Giro la cabeza y mis ojos caen en alguien que se ha vuelto bastante frecuente en mi vida últimamente, alguien que se transformó en parte del día a día en mi estadía aquí. Kansas tiene una mano en el volante mientras que con la otra intenta acomodarse los rebeldes mechones de cabello que insisten en taparle la visión. Su ventanilla está ligeramente baja a pesar de que es consciente de que hace frío y de que la brisa de principios de noviembre sopla en su rostro iluminado por lo que resta del sol. Su perfil es un conjunto de suaves facciones donde se resalta la ligera curva de su nariz, la de sus labios y su mentón. Sus delgadas y extensas pestañas destacan una mirada serena y despreocupada que se desliza por las calles de la ciudad.

La imagen rebosa de una armonía natural, una que sería capaz de apaciguar los latidos de un desenfrenado corazón y robar suspiros sin siquiera intentarlo. Ella se percata de que estoy contemplándola y arquea una ceja con cierta curiosidad y gracia en mi dirección.
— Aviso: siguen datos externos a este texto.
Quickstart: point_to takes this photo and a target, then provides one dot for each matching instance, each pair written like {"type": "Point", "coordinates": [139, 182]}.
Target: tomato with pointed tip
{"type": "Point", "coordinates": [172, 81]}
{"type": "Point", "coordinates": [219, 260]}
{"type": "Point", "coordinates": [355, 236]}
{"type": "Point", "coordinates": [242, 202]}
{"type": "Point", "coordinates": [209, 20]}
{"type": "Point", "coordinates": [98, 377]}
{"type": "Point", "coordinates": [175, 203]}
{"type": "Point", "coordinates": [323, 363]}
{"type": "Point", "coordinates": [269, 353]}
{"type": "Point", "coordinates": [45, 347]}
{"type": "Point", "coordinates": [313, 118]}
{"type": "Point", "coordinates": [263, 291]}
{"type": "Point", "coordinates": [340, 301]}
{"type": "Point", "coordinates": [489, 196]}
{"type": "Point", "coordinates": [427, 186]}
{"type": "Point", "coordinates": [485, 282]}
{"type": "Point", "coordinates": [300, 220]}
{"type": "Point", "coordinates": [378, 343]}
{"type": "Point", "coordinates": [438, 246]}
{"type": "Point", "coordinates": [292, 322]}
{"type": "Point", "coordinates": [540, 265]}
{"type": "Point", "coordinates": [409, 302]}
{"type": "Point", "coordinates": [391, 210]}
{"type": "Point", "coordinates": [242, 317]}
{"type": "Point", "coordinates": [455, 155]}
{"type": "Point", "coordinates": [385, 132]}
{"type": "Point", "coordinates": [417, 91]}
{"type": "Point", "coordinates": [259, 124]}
—Has estado demasiado callado desde que salimos del bowling, ¿debería preocuparme? —inquiere ahora con ambas manos al volante—. Es raro que no estés regurgitando datos científicos o cosas que a nadie más que al difunto Einstein le interesen.

—Solamente pensaba y admiraba la vista —revelo tras una exhalación.

—Sí, es una imagen panorámica muy bonita, todo el mundo lo sabe —coincide mientras dobla en una esquina y comienza a reducir la velocidad a medida que nos acercamos a la casa de la señora Murphy.

El viernes de pasta pareció cancelarse dado que los Jaguars necesitan practicar exhaustivamente para el partido de mañana.

—Me estaba refiriendo a ti, no a la ciudad ni al atardecer —señalo.

—Ya lo sé, Beasley —reconoce—. Muchos coinciden en que los genes de los Shepard son dignos de admirar.

—Eso sonó muy arrogante y, sin ánimos de ofender, no creo que muchos seres humanos se detengan a contemplar la belleza de Bill —apunto—. Ni siquiera el hámster de Zoe puede mirarlo por tres segundos seguidos sin antes espantarse porque el hombre está gruñendo como una especie de animal salvaje, mirándote con ojos de caníbal o lanzando partículas de saliva a todas partes mientras grita cuál es el nivel de ineficacia de Timberg.

Ella estaciona frente a la casa de la señora Murphy y el motor se silencia lentamente. Sus manos siguen en el volante para el momento es que ladea la cabeza en mi dirección y me observa con un destello de diversión en sus ojos, uno que se va apagando con el paso de los segundos y da lugar a otro que está cargado de un sentimiento mucho más complejo.

Nos observamos mutuamente y no es necesario hablar para expresar lo que estamos evaluando o sintiendo. Tengo la certeza de que ambos estamos apreciando al otro, pensando cuánto serán capaces de extrañarse dos personas que se conocen hace relativamente poco e intentando identificar con exactitud qué es lo que sentimos respecto al que tenemos al lado. Rememoramos internamente viejas conversaciones y acciones del pasado que fueron las causantes de que ahora estemos aquí, encerrados dentro de un Jeep y con la nostalgia arraigada al pecho a pesar de que aún seguimos juntos.